1/4” is thicker than anything I’ve tried . I don’t know the gauge, but I router checker plate aluminum with no issues. Well other than prematurely wearing the bit out . 

If I had to router 1/4” , I’d cut it with a jig saw first as close to the line as I could get , and clamp a guide and use a router to finish . 
It would be messy, but I’ve heard of guys having someone spray wd40 as they’re cutting


----------



## PhilBa (Sep 25, 2014)

Aluminum is a bit tricky. The first thing to know is what alloy. Some cut quite well while other are terrible. 2000 and 6000 series can be easily milled, 3000 and 5000 series not so much and will need a fair amount of clean up. I've mostly done 6000 (6061), with good results. Cutting 3000 series even with a super shallow DOC was an exercise in frustration - a very poor quality cut. The router seemed to push the metal around more than cut it. I was trying to mill a 40 mil sheet for bending into a complex shape.

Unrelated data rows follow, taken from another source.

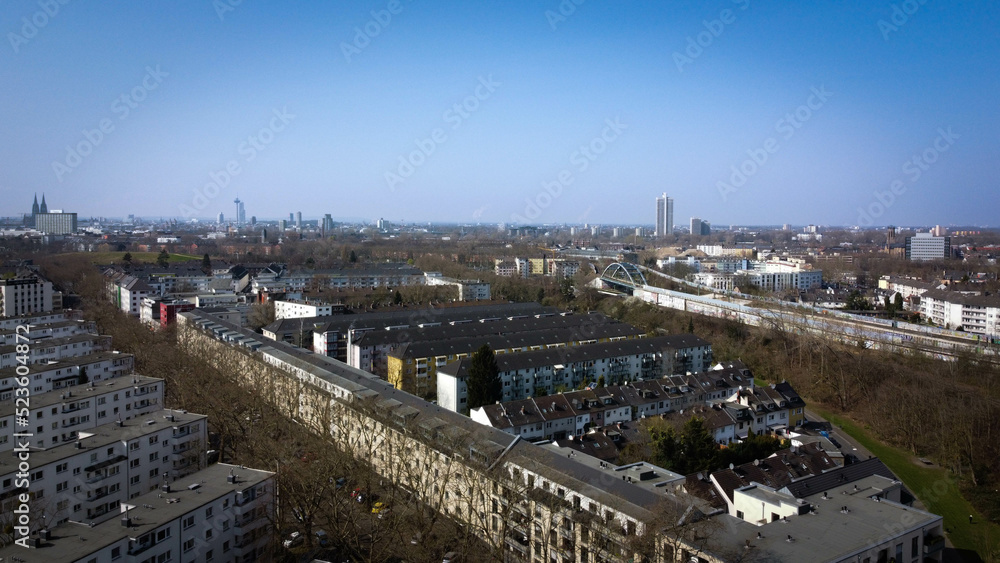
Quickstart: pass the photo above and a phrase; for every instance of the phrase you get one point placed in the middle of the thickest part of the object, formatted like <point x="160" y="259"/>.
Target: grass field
<point x="932" y="485"/>
<point x="148" y="257"/>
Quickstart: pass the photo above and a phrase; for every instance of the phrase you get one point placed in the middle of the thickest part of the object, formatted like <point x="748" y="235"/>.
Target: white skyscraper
<point x="664" y="215"/>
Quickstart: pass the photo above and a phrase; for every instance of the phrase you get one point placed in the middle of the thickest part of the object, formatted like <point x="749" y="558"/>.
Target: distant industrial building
<point x="664" y="215"/>
<point x="925" y="246"/>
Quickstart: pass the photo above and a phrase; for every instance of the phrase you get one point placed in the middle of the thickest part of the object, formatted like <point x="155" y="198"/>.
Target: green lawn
<point x="932" y="485"/>
<point x="150" y="257"/>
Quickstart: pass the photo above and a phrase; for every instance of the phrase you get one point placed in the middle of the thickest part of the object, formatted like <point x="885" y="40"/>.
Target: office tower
<point x="664" y="215"/>
<point x="695" y="226"/>
<point x="240" y="212"/>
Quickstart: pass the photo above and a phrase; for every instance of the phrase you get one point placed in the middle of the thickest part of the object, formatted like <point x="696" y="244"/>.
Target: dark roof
<point x="519" y="340"/>
<point x="495" y="326"/>
<point x="411" y="317"/>
<point x="839" y="476"/>
<point x="572" y="354"/>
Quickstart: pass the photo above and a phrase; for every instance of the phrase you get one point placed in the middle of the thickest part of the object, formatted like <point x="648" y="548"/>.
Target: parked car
<point x="294" y="539"/>
<point x="380" y="508"/>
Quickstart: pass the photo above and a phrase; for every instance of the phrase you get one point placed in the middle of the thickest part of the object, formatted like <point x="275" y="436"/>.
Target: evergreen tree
<point x="484" y="378"/>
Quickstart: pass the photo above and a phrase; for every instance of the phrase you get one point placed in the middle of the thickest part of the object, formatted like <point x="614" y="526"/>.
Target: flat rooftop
<point x="96" y="439"/>
<point x="81" y="392"/>
<point x="71" y="541"/>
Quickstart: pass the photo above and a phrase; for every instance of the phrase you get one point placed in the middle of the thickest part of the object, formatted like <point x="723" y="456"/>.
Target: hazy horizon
<point x="744" y="112"/>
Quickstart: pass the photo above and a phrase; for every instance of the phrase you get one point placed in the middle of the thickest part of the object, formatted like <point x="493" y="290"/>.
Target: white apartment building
<point x="219" y="514"/>
<point x="126" y="292"/>
<point x="58" y="329"/>
<point x="25" y="294"/>
<point x="11" y="323"/>
<point x="290" y="309"/>
<point x="976" y="314"/>
<point x="925" y="246"/>
<point x="45" y="377"/>
<point x="88" y="479"/>
<point x="467" y="290"/>
<point x="54" y="349"/>
<point x="504" y="268"/>
<point x="60" y="416"/>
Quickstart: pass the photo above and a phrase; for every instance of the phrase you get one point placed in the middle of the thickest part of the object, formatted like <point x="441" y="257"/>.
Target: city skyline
<point x="558" y="113"/>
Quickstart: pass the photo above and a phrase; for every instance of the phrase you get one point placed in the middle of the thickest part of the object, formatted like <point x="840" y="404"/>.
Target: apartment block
<point x="51" y="376"/>
<point x="535" y="503"/>
<point x="544" y="372"/>
<point x="26" y="294"/>
<point x="296" y="309"/>
<point x="59" y="416"/>
<point x="55" y="349"/>
<point x="89" y="478"/>
<point x="220" y="513"/>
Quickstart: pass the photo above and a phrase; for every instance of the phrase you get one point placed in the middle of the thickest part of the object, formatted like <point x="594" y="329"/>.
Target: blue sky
<point x="477" y="111"/>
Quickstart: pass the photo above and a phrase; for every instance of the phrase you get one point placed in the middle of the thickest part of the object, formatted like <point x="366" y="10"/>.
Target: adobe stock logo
<point x="913" y="169"/>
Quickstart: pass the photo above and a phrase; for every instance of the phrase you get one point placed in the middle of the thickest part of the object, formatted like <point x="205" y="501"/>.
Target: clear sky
<point x="465" y="111"/>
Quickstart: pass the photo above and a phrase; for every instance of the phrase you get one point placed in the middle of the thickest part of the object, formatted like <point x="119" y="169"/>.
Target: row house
<point x="726" y="398"/>
<point x="544" y="372"/>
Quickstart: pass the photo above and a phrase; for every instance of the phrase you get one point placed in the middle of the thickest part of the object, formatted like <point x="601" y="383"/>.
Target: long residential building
<point x="732" y="406"/>
<point x="544" y="372"/>
<point x="526" y="502"/>
<point x="220" y="513"/>
<point x="58" y="417"/>
<point x="975" y="314"/>
<point x="91" y="368"/>
<point x="54" y="349"/>
<point x="88" y="479"/>
<point x="332" y="336"/>
<point x="369" y="348"/>
<point x="412" y="366"/>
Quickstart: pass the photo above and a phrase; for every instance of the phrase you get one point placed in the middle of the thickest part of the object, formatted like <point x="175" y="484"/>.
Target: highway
<point x="836" y="325"/>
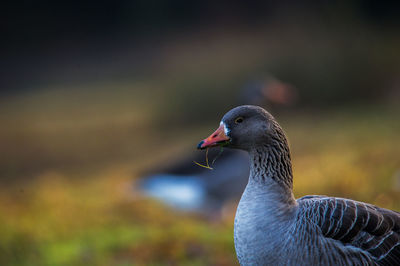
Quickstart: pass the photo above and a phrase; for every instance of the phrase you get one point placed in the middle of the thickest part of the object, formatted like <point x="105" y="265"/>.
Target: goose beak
<point x="215" y="139"/>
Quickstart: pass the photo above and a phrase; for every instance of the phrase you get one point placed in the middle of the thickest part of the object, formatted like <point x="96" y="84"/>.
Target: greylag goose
<point x="273" y="228"/>
<point x="186" y="186"/>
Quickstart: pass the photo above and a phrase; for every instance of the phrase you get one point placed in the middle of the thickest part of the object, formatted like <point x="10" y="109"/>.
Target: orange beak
<point x="215" y="139"/>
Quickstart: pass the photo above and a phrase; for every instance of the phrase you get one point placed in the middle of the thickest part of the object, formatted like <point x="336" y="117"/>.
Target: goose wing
<point x="365" y="226"/>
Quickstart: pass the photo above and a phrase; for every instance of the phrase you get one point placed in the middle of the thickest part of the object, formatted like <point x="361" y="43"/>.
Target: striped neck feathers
<point x="272" y="161"/>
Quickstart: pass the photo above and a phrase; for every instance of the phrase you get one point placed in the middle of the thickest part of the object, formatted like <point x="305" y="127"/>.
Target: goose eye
<point x="239" y="120"/>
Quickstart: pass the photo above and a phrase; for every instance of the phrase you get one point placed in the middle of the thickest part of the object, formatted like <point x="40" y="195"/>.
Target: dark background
<point x="97" y="95"/>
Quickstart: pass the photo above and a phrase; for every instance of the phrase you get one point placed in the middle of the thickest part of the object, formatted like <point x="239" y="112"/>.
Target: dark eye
<point x="239" y="120"/>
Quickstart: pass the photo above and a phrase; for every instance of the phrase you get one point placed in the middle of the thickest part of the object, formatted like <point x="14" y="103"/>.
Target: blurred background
<point x="103" y="103"/>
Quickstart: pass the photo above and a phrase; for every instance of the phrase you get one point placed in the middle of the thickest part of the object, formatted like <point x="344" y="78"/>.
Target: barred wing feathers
<point x="374" y="230"/>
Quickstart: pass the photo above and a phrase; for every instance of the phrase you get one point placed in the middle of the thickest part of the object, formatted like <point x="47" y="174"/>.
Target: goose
<point x="184" y="185"/>
<point x="273" y="228"/>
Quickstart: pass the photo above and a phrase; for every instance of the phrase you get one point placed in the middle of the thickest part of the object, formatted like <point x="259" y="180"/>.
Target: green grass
<point x="67" y="171"/>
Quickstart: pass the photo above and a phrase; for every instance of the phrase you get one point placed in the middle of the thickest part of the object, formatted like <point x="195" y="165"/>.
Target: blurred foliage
<point x="68" y="196"/>
<point x="92" y="97"/>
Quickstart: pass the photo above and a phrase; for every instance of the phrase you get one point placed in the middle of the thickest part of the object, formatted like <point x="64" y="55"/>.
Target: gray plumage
<point x="273" y="228"/>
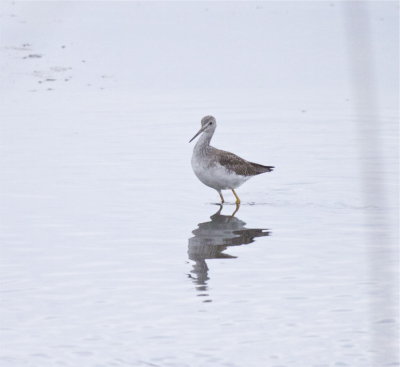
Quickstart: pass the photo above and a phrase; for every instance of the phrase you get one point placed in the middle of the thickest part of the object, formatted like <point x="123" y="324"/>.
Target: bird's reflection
<point x="212" y="238"/>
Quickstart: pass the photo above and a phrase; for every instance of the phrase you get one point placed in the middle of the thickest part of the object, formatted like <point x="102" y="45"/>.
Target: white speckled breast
<point x="212" y="174"/>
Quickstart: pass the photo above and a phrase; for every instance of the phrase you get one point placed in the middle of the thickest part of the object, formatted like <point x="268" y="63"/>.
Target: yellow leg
<point x="237" y="197"/>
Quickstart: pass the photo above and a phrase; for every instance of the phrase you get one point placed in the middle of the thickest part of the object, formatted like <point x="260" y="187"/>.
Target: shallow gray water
<point x="113" y="254"/>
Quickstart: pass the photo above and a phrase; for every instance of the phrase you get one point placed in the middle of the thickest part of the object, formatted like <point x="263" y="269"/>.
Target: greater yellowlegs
<point x="219" y="169"/>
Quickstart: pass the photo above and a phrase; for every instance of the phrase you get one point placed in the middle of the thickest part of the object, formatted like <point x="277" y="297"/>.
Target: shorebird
<point x="219" y="169"/>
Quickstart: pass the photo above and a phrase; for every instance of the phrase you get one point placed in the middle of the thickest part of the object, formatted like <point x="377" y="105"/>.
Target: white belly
<point x="216" y="176"/>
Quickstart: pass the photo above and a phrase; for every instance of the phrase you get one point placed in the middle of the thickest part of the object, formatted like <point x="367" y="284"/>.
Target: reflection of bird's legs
<point x="237" y="208"/>
<point x="222" y="198"/>
<point x="237" y="197"/>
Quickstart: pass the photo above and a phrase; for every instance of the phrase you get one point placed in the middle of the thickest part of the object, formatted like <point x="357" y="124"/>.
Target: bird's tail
<point x="262" y="169"/>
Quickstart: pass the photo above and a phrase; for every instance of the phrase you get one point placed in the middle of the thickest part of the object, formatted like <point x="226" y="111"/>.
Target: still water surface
<point x="113" y="254"/>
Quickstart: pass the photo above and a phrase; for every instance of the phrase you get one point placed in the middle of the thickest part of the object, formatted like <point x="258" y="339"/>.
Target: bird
<point x="217" y="168"/>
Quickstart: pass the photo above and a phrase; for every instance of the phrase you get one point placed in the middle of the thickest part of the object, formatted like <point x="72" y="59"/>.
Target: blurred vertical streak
<point x="380" y="217"/>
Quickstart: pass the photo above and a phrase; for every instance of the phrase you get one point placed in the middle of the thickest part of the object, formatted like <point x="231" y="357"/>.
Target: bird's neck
<point x="204" y="141"/>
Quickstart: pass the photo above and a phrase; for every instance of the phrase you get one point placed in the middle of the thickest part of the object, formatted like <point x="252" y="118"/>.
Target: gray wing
<point x="239" y="165"/>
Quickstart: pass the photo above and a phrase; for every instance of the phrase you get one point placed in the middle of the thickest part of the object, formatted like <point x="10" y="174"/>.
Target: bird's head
<point x="208" y="125"/>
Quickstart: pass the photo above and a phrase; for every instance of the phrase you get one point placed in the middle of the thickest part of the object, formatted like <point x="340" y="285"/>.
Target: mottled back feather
<point x="239" y="165"/>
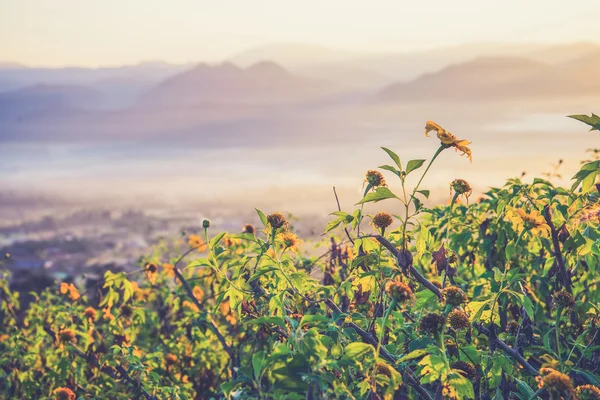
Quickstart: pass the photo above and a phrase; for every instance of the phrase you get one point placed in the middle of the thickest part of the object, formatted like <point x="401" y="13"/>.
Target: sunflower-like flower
<point x="248" y="228"/>
<point x="66" y="335"/>
<point x="276" y="220"/>
<point x="563" y="299"/>
<point x="558" y="384"/>
<point x="454" y="295"/>
<point x="469" y="369"/>
<point x="533" y="221"/>
<point x="290" y="241"/>
<point x="587" y="392"/>
<point x="432" y="323"/>
<point x="64" y="394"/>
<point x="448" y="140"/>
<point x="70" y="289"/>
<point x="151" y="269"/>
<point x="461" y="187"/>
<point x="196" y="242"/>
<point x="382" y="220"/>
<point x="458" y="320"/>
<point x="89" y="313"/>
<point x="399" y="291"/>
<point x="375" y="178"/>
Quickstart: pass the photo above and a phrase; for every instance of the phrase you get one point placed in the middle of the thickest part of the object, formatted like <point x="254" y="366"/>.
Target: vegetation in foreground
<point x="492" y="299"/>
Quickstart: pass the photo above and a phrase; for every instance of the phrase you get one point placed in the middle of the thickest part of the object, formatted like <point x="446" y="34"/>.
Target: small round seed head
<point x="587" y="392"/>
<point x="66" y="335"/>
<point x="382" y="220"/>
<point x="458" y="320"/>
<point x="248" y="228"/>
<point x="89" y="313"/>
<point x="454" y="295"/>
<point x="564" y="299"/>
<point x="64" y="394"/>
<point x="558" y="383"/>
<point x="432" y="323"/>
<point x="460" y="186"/>
<point x="126" y="311"/>
<point x="468" y="368"/>
<point x="276" y="220"/>
<point x="399" y="291"/>
<point x="375" y="179"/>
<point x="382" y="368"/>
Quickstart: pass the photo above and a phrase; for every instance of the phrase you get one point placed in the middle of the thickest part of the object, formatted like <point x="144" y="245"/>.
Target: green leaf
<point x="394" y="157"/>
<point x="413" y="165"/>
<point x="593" y="120"/>
<point x="381" y="193"/>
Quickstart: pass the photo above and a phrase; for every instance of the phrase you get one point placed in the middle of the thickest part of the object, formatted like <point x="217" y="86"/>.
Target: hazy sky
<point x="109" y="32"/>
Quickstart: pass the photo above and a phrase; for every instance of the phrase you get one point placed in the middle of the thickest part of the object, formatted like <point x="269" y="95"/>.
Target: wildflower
<point x="248" y="228"/>
<point x="432" y="323"/>
<point x="469" y="369"/>
<point x="534" y="221"/>
<point x="399" y="291"/>
<point x="70" y="289"/>
<point x="198" y="293"/>
<point x="448" y="140"/>
<point x="382" y="368"/>
<point x="454" y="295"/>
<point x="64" y="394"/>
<point x="587" y="392"/>
<point x="382" y="220"/>
<point x="197" y="243"/>
<point x="558" y="384"/>
<point x="290" y="241"/>
<point x="461" y="188"/>
<point x="89" y="313"/>
<point x="126" y="311"/>
<point x="375" y="179"/>
<point x="563" y="299"/>
<point x="276" y="220"/>
<point x="66" y="335"/>
<point x="169" y="269"/>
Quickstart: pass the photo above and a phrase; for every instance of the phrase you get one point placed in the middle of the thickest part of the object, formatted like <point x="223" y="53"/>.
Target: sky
<point x="117" y="32"/>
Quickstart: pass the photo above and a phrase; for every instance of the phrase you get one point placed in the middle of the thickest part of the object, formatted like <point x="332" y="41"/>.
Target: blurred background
<point x="124" y="122"/>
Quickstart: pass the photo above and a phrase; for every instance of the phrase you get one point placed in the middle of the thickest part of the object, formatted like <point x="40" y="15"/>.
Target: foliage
<point x="491" y="299"/>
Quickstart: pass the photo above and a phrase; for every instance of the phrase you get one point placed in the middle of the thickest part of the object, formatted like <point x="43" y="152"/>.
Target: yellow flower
<point x="196" y="242"/>
<point x="448" y="140"/>
<point x="533" y="221"/>
<point x="71" y="290"/>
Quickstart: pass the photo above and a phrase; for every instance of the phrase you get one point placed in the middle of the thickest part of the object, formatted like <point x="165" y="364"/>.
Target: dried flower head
<point x="66" y="335"/>
<point x="563" y="299"/>
<point x="458" y="320"/>
<point x="469" y="369"/>
<point x="454" y="295"/>
<point x="432" y="323"/>
<point x="375" y="178"/>
<point x="448" y="140"/>
<point x="276" y="220"/>
<point x="248" y="228"/>
<point x="70" y="289"/>
<point x="587" y="392"/>
<point x="89" y="313"/>
<point x="399" y="291"/>
<point x="126" y="311"/>
<point x="382" y="220"/>
<point x="382" y="368"/>
<point x="558" y="384"/>
<point x="64" y="394"/>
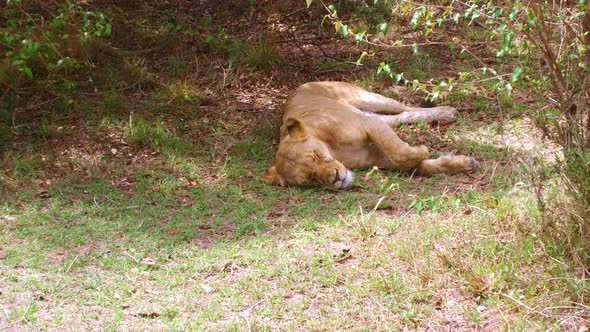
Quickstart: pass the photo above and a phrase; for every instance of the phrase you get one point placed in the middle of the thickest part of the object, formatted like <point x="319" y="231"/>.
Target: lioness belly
<point x="361" y="157"/>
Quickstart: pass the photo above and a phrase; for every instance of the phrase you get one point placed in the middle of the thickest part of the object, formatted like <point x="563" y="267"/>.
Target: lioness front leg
<point x="442" y="115"/>
<point x="448" y="164"/>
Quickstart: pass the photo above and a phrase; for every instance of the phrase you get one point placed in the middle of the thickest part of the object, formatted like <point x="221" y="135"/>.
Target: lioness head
<point x="304" y="160"/>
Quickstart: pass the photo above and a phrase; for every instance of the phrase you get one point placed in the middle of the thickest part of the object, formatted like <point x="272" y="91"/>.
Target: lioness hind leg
<point x="448" y="164"/>
<point x="442" y="115"/>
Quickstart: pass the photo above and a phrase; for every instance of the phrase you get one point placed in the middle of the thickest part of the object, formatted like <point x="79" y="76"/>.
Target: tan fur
<point x="331" y="127"/>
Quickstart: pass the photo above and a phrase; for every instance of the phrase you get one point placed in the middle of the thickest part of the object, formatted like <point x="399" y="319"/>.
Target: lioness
<point x="331" y="127"/>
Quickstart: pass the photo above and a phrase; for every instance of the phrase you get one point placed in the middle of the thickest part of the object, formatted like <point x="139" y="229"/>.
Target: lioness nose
<point x="336" y="176"/>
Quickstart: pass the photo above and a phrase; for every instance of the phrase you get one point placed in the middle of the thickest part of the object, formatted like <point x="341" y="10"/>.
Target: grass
<point x="152" y="215"/>
<point x="184" y="242"/>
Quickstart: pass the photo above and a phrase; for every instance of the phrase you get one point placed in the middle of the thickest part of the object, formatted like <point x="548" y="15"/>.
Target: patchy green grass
<point x="149" y="214"/>
<point x="131" y="232"/>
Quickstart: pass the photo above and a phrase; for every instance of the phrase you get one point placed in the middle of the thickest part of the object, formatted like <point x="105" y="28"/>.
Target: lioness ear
<point x="272" y="176"/>
<point x="295" y="128"/>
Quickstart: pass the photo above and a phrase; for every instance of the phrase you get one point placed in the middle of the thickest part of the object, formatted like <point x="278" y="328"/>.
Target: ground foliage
<point x="133" y="135"/>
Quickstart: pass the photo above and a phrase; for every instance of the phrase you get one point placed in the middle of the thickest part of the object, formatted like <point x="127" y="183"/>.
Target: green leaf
<point x="419" y="206"/>
<point x="360" y="36"/>
<point x="345" y="31"/>
<point x="28" y="72"/>
<point x="516" y="74"/>
<point x="360" y="59"/>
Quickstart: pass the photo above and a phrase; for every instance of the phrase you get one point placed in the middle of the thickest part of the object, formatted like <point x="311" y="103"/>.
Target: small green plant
<point x="111" y="102"/>
<point x="141" y="132"/>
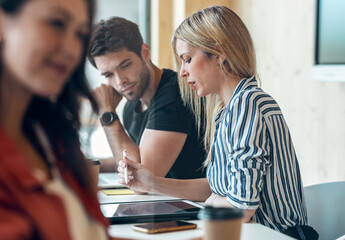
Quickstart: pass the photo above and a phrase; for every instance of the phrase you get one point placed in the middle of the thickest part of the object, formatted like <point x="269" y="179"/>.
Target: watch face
<point x="107" y="118"/>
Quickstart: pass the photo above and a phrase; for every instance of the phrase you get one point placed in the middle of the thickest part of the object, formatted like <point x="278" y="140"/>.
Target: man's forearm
<point x="119" y="140"/>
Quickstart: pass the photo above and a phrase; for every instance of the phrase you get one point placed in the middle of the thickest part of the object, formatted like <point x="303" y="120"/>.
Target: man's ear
<point x="145" y="53"/>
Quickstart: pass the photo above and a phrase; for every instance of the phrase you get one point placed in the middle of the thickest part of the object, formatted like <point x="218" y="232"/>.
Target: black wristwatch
<point x="108" y="118"/>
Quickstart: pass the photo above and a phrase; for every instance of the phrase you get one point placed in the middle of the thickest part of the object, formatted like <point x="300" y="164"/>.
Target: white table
<point x="249" y="230"/>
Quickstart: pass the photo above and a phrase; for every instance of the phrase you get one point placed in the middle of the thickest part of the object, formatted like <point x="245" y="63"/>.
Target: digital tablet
<point x="150" y="211"/>
<point x="109" y="180"/>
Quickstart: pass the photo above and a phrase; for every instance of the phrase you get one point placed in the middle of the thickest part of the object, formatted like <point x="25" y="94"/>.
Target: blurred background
<point x="300" y="48"/>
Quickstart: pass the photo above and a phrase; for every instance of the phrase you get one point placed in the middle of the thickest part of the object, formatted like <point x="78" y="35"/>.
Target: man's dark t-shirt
<point x="166" y="112"/>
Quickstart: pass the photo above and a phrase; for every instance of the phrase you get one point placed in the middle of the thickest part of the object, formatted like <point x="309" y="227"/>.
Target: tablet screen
<point x="148" y="208"/>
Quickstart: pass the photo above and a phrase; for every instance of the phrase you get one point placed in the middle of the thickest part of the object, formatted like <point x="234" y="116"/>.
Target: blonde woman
<point x="251" y="161"/>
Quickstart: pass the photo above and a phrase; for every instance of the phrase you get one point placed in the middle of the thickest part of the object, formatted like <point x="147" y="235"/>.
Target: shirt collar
<point x="244" y="84"/>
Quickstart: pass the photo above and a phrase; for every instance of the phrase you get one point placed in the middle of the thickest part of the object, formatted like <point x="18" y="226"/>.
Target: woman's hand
<point x="139" y="178"/>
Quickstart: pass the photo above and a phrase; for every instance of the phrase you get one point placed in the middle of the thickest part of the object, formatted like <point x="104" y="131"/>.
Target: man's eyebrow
<point x="123" y="62"/>
<point x="181" y="56"/>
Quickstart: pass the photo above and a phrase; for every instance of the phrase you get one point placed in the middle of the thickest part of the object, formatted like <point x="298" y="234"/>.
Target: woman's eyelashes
<point x="58" y="23"/>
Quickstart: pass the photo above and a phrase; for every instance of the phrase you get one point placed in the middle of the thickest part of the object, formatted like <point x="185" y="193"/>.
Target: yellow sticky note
<point x="118" y="191"/>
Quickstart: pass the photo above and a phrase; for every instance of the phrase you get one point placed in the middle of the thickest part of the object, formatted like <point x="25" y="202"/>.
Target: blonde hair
<point x="219" y="32"/>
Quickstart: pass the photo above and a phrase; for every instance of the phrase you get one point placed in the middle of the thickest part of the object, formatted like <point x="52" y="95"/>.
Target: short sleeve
<point x="167" y="111"/>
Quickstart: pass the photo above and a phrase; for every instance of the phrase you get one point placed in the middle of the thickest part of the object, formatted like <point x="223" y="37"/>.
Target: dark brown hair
<point x="114" y="35"/>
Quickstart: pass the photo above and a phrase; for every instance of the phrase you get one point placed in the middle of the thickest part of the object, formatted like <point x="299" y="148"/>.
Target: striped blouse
<point x="254" y="163"/>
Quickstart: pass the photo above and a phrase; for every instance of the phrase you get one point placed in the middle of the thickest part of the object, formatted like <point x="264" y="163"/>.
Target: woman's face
<point x="201" y="72"/>
<point x="42" y="44"/>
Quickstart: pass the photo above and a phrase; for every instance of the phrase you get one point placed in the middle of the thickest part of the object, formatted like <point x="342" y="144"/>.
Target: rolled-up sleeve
<point x="248" y="151"/>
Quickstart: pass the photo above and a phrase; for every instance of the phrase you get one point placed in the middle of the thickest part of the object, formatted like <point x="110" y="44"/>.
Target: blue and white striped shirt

Given that you are trying to shave a tiny bit off it might go ok but I would be tempted to try grinding. Mark your edge and grind to that. If you do use the router, slow it down to the slowest speed you have. Definitely use a lubricant - wd40 is fine but even mineral oil is usable in a pinch.


----------



## difalkner (Jan 3, 2012)

Welcome to the forum, Chris! Add your first name to your profile to clear the N/a in the side panel. Add your location, as well.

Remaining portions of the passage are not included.